Ashkan était venu nous chercher Stephan, Tobi et moi à notre auberge à Téhéran. Nous en avions pour quelques heures de route en direction du frais montagnard.
Après avoir survécu à la conduite des chauffards sur l’autoroute, nous nous sommes trouvés sur une route moins fréquentée quand soudain, le Mont Damavand a surgi face à nous, splendide, solennel, majestueux. Il avait l’air vachement haut, s’est-on dit.
Un petit stop dans une cahutte officielle pour payer nos permis afin de grimper le sommet en toute légalité, et nous étions repartis, non sans s’être fait offert un thé par le policier.
Enfin arrivés à destination, nous étions à 2000m d’altitude, et l’on nous a vite proposé d’aller manger un kebab. Direction le restaurant en voiture (!), alors que celui-ci était à deux pas ; mais mon dieu, cette équipe réussira-t-elle l’ascension du 5000m ?
Là, nous rencontrons Fahrid qui vient du Koweït et qui s’ajoute à notre chouette équipe de trois. Nous rencontrons aussi Zara qui, avec Ashkan, sera notre guide. D’autres gars étaient là, mais je n’ai toujours pas vraiment compris qui ils étaient.
Pendant le repas, Ashkan ne me sert pas en premier et s’en excuse mille fois. Je le rassure en lui disant que ça n’a pas d’importance, essayant de lui faire comprendre que je suis presque heureuse qu’il serve les mecs d’abord et me laisse en dehors de ces petits actes quotidiens témoins d’une société ayant évolué dans un environnement patriarcal. Ça fait tiquer Fahrid : “attends, tu es féministe ?” me dit-il sur un ton relativement peu appréciable. D’un oui tranchant et feignant la surprise, je crois couper court à toute réflexion désagréable. Fahrid ajoute tout de même “mais donc tu penses qu’on ne devrait pas servir les femmes d’abord ?”. Je n’avais vraiment pas envie d’entrer dans cette discussion, j’étais bien assez fatiguée comme ça et ai donc laissé sa question en suspens, sachant très bien ce qu’il en pensait et craignant que mes nuances ne soient pas écoutées et comprises, je préférais sauvegarder mon énergie et me taire. Je me sentais coupable de ne pas m’expliquer, comme si toutes les femmes de l’univers avaient à leur charge d’éduquer, sur la question féministe, les hommes qui avaient laisser échapper la délicate opportunité de le faire eux-mêmes.
Ça annonçait de longs débats, que l’on a bien sûr eu, les jours suivants.

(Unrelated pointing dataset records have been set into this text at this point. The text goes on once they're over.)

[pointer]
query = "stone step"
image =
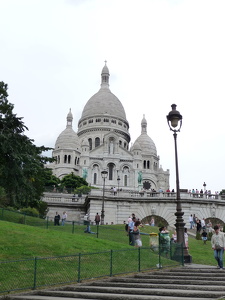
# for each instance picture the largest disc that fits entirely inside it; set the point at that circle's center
(104, 292)
(171, 281)
(201, 277)
(165, 286)
(174, 284)
(120, 297)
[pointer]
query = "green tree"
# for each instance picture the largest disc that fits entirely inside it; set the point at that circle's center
(72, 181)
(21, 162)
(50, 179)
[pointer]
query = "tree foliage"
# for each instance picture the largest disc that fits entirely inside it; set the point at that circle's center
(50, 179)
(22, 172)
(72, 181)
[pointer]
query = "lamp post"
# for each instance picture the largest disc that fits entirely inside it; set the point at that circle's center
(204, 185)
(174, 120)
(118, 180)
(104, 176)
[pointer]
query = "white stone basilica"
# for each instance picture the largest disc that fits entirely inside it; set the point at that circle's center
(102, 143)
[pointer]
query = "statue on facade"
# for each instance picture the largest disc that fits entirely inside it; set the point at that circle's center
(140, 177)
(84, 175)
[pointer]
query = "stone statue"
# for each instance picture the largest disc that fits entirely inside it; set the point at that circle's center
(84, 175)
(140, 177)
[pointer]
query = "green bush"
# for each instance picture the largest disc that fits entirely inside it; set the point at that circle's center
(209, 236)
(30, 211)
(82, 190)
(198, 236)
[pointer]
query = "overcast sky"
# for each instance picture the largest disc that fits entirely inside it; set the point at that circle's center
(158, 53)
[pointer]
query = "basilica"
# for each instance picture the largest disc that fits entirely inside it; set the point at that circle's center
(102, 143)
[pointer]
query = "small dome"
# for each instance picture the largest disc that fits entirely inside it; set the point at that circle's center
(145, 142)
(104, 102)
(136, 146)
(67, 139)
(85, 142)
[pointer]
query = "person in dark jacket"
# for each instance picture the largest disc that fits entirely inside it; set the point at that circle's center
(56, 219)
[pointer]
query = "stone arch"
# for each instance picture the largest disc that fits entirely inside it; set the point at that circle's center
(159, 221)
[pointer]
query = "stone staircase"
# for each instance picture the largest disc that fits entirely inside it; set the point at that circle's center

Après ce délicieux kebab (avec pleiiiin de beurre sur le riz, slurp), il était temps de distribuer les affaires et de préparer les sacs pour le lendemain. Nous avons aussi fait une petite balade jusqu’à 3000m pour “s’acclimater” (hum, hum, à mon avis c’était surtout pour vérifier qu’on sache mettre un pied devant l’autre plus de 2km).
En haut, nous assistons au coucher de soleil magnifique. L’air est frais, les tensions de la capitale sont loin. En montagne, la police des mœurs ne s’y aventure pas trop. De fait, je ne me couvre pas les cheveux et ai l’impression de revivre. Les cheveux détachés, un vent de liberté me caresse. Je chéris ce moment et réalise à quel point porter ce tissus obligatoire est pesant. Quel bonheur d’avoir les cheveux au vent ! Je ne m’en lasse plus. Je me lance dans des débats sans plus finir, portée par une pointe de féminisme qui a décidément trop souffert en ce début de voyage en Iran pour se taire.
Nous redescendons à l’auberge et dégustons un très bon repas cuisiné par Zara. Le lendemain, nous partons en jeep au départ de la marche. Après le goudron, notre chauffeur s’enfonce sur un chemin de cailloux, que dis-je, de roches. Nous sommes secoués dans tous les sens et prions pour rester en vie d’ici la fin de matinée. Nous espérons que les roues de la voiture tiendront sans percer. Miracle, nous arrivons au bout du chemin, à Goosfandsara.
Une mosquée trône face à nous et derrière elle, le grand Damavand.
Des mulets vont porter nos sacs depuis ici jusqu’au camp de base. Pendant ce temps, nous aussi commençons à grimper jusqu’à 4200m où se situe le camp de base.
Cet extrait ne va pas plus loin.